Ah oui ! Avant, quand je disais qu’il fallait moins prendre l’avion ou faire attention à l’usage du numérique, les gens rigolaient. La notion de business était totalement prioritaire et tout ce qui pouvait l’entraver était vécu comme contrainte. Alors que là, il y a une compréhension profonde du fait que ce n’est pas un truc d’écolo. Pendant le confinement, il y a eu des prises de conscience individuelles fortes et aujourd’hui, c’est un sujet stratégique pour nos clients. Dans les comités stratégiques, il n’y a plus de problèmes de budget et on voit le président, la présidente qui demandent désormais pourquoi on ne va pas plus vite.
Qui sont vos clients ?
On a de tout, même si on travaille beaucoup avec l’industrie, le retail et le bâtiment et plutôt avec des ETI car j’ai à cœur que ce soit un sujet stratégique. Toovalu est un outil au service de la direction car aujourd’hui les entreprises ne savent pas faire autrement que piloter. Et même pour celles qui font bien, au bout d’un moment, on se perd. Il faut définir des priorités, donc des axes stratégiques et c’est pour ça que je pense que le bilan carbone n’est ni scalable ni automatisable.
Selon vous, la prise de conscience des entreprises est-elle générale ou inégale ?
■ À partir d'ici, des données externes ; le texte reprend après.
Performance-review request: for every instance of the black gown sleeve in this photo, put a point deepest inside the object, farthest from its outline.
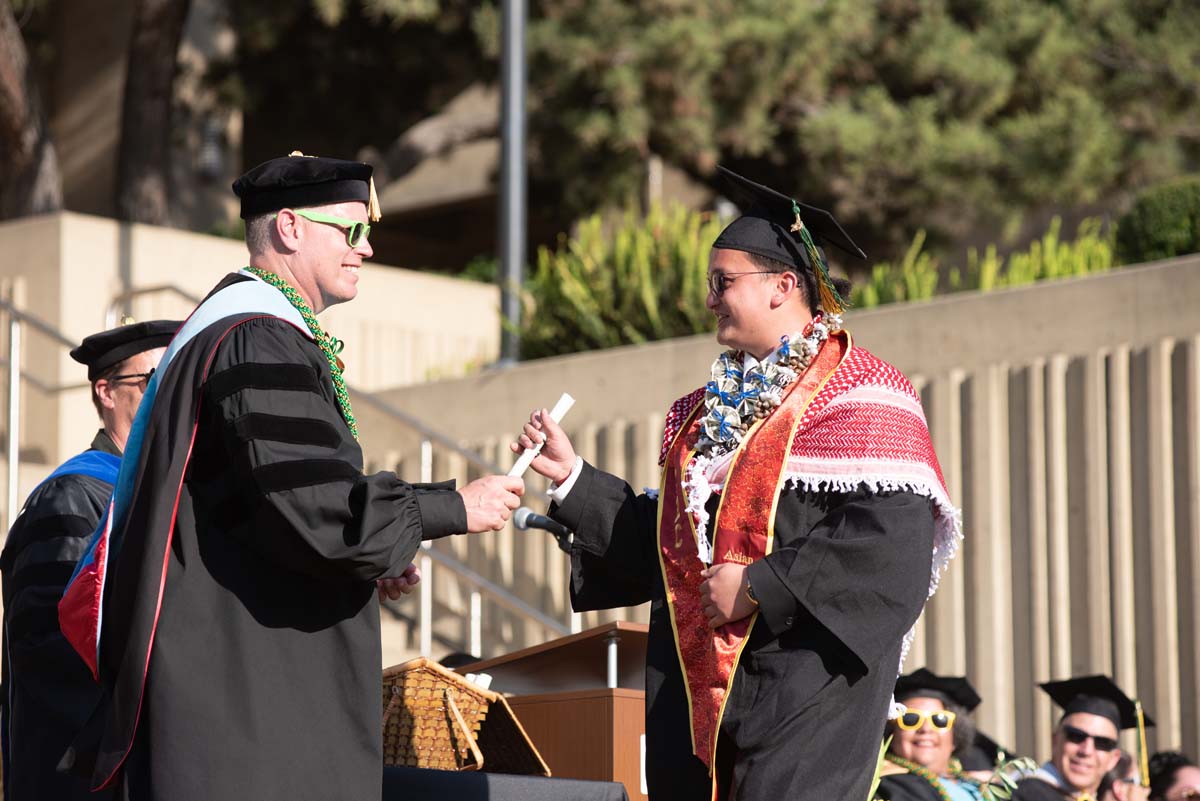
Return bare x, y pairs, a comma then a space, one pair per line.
862, 571
270, 395
613, 556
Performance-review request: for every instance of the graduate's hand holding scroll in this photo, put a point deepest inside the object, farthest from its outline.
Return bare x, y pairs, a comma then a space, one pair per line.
490, 501
557, 457
723, 594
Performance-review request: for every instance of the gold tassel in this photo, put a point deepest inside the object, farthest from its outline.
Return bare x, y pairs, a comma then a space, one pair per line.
373, 211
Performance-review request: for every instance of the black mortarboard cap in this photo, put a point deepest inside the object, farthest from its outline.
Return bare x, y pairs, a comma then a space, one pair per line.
107, 348
1096, 696
778, 227
766, 224
930, 685
297, 181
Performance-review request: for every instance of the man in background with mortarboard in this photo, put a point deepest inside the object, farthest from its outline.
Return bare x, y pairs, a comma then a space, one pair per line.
1085, 742
239, 636
791, 547
48, 692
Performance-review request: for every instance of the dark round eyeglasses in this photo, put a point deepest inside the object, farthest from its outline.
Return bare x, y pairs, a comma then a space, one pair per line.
718, 282
1078, 736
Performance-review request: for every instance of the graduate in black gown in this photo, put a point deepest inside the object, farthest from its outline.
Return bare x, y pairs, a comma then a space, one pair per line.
48, 691
790, 548
239, 643
1085, 745
934, 727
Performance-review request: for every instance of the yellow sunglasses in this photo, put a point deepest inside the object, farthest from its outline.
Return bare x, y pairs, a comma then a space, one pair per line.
913, 718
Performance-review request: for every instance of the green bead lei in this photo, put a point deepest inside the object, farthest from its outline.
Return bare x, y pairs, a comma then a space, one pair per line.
329, 345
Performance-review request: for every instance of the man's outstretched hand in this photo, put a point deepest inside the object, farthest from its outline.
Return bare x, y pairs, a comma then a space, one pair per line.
490, 501
396, 586
557, 457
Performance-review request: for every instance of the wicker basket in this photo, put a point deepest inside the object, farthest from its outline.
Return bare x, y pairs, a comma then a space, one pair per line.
432, 717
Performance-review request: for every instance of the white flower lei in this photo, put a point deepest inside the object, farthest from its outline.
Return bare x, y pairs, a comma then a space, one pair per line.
735, 399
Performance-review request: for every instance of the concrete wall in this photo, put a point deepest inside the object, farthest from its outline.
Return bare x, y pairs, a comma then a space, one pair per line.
66, 269
1067, 421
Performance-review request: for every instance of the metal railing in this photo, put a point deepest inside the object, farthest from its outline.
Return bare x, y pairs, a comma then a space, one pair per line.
481, 586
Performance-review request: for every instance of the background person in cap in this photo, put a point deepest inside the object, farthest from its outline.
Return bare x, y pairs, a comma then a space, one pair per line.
935, 723
240, 627
48, 691
792, 556
1122, 783
1084, 746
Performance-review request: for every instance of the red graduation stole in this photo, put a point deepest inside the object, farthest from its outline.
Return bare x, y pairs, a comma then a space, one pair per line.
744, 533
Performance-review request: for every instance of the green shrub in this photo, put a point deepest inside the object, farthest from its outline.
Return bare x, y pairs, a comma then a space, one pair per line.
642, 279
1164, 222
916, 277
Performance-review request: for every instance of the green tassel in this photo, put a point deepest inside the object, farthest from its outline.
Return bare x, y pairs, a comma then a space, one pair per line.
831, 300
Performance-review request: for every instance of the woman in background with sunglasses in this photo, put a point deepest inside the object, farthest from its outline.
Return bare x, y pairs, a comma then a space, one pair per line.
935, 723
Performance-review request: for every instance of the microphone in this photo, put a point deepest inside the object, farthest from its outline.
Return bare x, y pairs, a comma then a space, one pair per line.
525, 518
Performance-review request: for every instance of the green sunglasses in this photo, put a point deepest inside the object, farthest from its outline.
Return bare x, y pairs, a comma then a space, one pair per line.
355, 232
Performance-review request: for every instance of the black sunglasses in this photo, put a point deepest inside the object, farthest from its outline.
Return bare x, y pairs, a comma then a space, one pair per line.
1078, 736
718, 282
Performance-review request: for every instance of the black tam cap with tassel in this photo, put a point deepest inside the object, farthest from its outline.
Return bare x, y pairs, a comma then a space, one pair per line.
778, 227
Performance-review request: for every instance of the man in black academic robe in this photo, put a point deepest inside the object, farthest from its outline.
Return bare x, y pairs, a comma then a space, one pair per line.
1085, 745
48, 691
845, 579
240, 642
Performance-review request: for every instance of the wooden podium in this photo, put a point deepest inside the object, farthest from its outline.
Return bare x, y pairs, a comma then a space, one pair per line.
582, 702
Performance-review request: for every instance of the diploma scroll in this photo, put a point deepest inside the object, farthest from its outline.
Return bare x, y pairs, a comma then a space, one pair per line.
556, 414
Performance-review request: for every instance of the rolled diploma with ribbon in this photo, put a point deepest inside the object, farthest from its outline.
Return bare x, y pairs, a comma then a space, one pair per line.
556, 414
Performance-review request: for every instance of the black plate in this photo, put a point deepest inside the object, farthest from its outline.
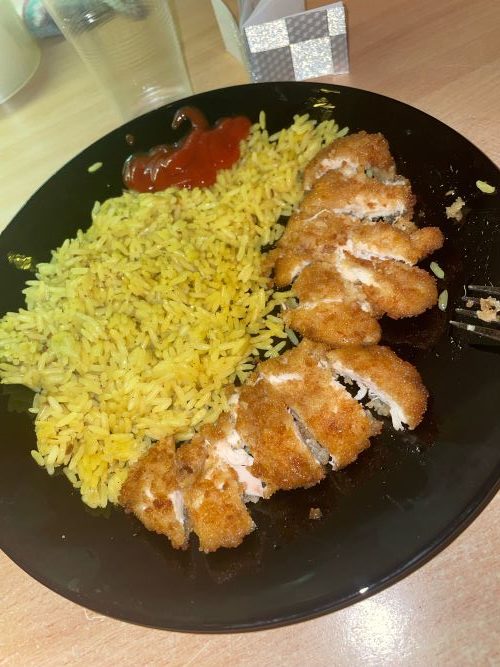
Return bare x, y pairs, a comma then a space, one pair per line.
404, 500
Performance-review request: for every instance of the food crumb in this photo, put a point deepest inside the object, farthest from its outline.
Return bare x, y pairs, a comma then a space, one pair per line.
490, 308
94, 167
454, 211
485, 187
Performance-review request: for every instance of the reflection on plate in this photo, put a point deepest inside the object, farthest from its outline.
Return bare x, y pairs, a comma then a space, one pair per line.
403, 500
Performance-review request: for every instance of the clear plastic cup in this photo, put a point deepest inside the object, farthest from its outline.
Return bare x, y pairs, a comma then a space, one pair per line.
131, 46
19, 53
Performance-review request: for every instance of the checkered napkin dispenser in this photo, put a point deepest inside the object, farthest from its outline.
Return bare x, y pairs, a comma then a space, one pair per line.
279, 41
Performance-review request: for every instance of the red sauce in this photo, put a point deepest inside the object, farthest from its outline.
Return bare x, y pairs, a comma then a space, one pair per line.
192, 162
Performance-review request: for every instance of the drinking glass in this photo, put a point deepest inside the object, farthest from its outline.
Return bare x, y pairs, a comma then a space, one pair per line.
19, 53
131, 46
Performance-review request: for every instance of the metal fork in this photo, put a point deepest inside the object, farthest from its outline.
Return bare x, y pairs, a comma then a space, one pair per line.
487, 329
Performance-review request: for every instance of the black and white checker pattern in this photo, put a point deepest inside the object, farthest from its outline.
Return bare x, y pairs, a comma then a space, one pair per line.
298, 47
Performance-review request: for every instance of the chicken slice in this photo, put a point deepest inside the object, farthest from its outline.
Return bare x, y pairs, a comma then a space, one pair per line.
152, 493
352, 156
391, 287
305, 239
381, 240
326, 411
363, 199
213, 494
386, 378
332, 310
280, 456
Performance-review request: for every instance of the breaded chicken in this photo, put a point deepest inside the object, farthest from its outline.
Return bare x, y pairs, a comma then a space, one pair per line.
381, 240
324, 409
280, 457
306, 239
366, 199
151, 492
213, 497
385, 377
352, 156
391, 287
331, 310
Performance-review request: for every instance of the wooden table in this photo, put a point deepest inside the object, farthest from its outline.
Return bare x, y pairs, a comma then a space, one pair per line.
439, 55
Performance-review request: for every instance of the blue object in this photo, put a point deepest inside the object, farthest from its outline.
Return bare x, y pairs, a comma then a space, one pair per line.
37, 19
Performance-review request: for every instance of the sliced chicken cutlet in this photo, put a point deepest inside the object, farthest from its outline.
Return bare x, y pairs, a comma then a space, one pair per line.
391, 287
151, 492
213, 495
352, 156
305, 239
385, 378
324, 410
362, 199
381, 240
331, 310
280, 457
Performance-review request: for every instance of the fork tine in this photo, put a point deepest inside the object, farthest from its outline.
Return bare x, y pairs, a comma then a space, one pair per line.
485, 289
472, 313
480, 331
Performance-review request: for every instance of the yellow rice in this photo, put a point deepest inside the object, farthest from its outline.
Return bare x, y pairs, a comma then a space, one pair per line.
134, 328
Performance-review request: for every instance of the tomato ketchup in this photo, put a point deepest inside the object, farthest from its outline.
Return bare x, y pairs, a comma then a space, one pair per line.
193, 161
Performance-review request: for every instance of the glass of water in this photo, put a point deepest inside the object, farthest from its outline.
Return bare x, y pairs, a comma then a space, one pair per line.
19, 53
131, 46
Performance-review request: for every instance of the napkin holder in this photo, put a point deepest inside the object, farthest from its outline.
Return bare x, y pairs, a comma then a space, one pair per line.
277, 40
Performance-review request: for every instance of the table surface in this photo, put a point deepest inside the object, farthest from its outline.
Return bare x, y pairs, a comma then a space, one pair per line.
440, 56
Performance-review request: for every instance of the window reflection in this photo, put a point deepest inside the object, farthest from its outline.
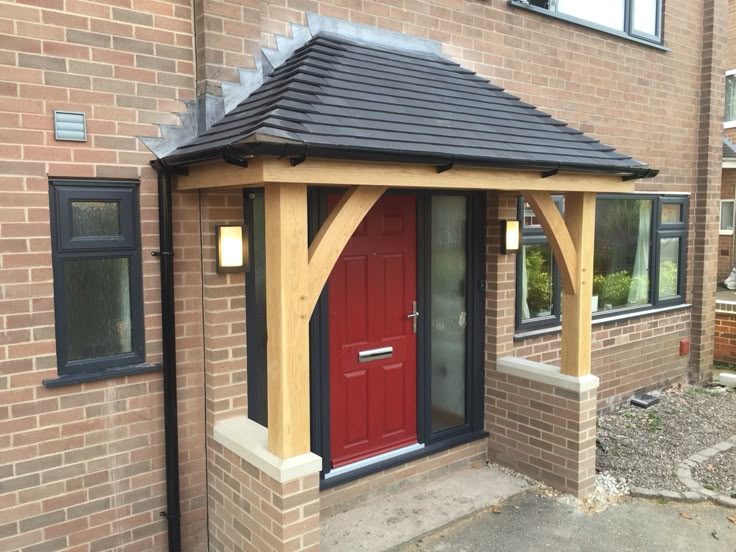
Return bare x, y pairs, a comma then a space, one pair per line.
536, 289
622, 253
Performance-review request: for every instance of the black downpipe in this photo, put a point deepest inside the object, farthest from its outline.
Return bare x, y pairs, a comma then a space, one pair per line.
168, 321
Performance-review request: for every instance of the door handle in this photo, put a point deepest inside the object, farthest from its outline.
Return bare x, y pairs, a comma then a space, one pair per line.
414, 314
375, 354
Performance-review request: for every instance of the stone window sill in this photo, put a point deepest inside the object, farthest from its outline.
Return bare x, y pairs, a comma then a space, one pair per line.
84, 377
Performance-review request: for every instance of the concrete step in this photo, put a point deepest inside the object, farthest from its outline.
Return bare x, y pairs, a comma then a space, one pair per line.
390, 521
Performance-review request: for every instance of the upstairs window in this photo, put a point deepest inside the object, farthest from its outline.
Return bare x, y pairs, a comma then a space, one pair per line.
637, 18
727, 217
729, 119
98, 295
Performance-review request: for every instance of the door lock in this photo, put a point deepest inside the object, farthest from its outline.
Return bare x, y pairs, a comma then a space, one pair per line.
413, 315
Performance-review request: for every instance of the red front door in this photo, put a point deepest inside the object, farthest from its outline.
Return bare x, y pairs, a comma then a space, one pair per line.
371, 291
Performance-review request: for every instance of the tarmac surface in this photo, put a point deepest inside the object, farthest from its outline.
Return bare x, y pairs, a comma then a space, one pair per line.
528, 523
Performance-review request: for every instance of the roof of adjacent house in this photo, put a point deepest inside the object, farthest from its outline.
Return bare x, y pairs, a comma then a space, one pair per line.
334, 98
729, 149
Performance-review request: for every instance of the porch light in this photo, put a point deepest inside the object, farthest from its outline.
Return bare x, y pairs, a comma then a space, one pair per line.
231, 243
510, 236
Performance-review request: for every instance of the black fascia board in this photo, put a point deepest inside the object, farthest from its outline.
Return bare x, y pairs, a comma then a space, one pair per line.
290, 150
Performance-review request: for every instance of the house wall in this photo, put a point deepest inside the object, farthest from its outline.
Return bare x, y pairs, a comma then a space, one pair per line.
726, 258
83, 465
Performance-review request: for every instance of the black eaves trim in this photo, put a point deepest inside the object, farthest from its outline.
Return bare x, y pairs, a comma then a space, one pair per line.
71, 379
586, 24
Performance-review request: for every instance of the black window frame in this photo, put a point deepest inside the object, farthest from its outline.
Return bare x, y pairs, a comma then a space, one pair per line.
659, 230
729, 111
62, 192
547, 7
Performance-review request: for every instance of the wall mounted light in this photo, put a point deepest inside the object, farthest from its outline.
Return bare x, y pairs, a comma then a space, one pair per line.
510, 236
231, 245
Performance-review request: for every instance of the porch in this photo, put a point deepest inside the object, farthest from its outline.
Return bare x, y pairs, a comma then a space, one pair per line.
271, 477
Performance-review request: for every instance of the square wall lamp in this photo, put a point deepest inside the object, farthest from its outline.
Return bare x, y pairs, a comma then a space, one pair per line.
231, 248
510, 236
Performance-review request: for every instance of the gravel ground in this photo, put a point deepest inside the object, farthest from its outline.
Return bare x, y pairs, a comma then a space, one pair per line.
719, 474
643, 447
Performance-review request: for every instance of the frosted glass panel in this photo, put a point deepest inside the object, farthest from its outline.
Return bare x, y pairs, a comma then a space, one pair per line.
97, 297
448, 306
603, 12
95, 218
644, 17
671, 213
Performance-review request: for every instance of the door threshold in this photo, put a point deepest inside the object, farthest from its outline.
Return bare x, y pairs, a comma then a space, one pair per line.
373, 460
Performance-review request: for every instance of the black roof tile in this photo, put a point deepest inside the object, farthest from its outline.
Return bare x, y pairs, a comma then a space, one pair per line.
336, 98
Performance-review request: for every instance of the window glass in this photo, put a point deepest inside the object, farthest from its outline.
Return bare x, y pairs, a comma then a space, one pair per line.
730, 113
671, 213
622, 253
609, 13
644, 17
669, 267
448, 311
97, 294
255, 309
727, 216
95, 218
98, 286
536, 281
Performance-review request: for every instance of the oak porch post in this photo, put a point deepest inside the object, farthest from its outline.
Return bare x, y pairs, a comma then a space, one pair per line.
296, 273
287, 319
576, 303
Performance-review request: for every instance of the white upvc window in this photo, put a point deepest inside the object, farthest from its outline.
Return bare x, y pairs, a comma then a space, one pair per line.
637, 18
727, 217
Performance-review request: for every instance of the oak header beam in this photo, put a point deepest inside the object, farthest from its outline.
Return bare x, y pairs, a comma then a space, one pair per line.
324, 172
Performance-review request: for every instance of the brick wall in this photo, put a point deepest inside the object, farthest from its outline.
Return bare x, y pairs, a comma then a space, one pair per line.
629, 356
83, 466
543, 431
725, 338
251, 511
706, 198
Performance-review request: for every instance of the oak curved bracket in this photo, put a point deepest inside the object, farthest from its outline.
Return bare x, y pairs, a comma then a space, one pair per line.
334, 234
558, 235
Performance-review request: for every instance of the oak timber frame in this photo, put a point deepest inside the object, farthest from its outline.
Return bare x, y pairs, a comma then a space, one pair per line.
297, 271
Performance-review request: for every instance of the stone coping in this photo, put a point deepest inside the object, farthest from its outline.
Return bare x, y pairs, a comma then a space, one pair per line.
546, 373
696, 492
249, 440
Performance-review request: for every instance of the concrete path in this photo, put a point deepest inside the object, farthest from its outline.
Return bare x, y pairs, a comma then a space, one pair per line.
400, 517
532, 523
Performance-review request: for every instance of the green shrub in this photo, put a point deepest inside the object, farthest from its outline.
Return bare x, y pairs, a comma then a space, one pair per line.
668, 272
539, 283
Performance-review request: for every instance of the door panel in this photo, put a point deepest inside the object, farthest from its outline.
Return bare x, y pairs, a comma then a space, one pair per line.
371, 290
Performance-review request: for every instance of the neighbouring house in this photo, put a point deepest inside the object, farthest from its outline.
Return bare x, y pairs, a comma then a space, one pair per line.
375, 165
725, 325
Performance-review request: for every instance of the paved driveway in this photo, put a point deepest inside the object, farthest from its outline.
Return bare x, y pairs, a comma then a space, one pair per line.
529, 523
Aujourd’hui, je dirais qu’on n’est pas loin de la moitié de mes clients qui ont compris, sont en route. Ils ont fait plusieurs bilans carbone, savent où ils vont réduire les premiers 10 % puis les 10 prochains. En revanche, dans les très grosses entreprises, j’ai l’impression qu’ils sont encore hors sol. Le sens de cette réalité n’est pas encore vraiment intégré. On est encore dans le côté « business first » et on s’intéresse au climat parce que c’est un enjeu business. Ainsi, je suis all…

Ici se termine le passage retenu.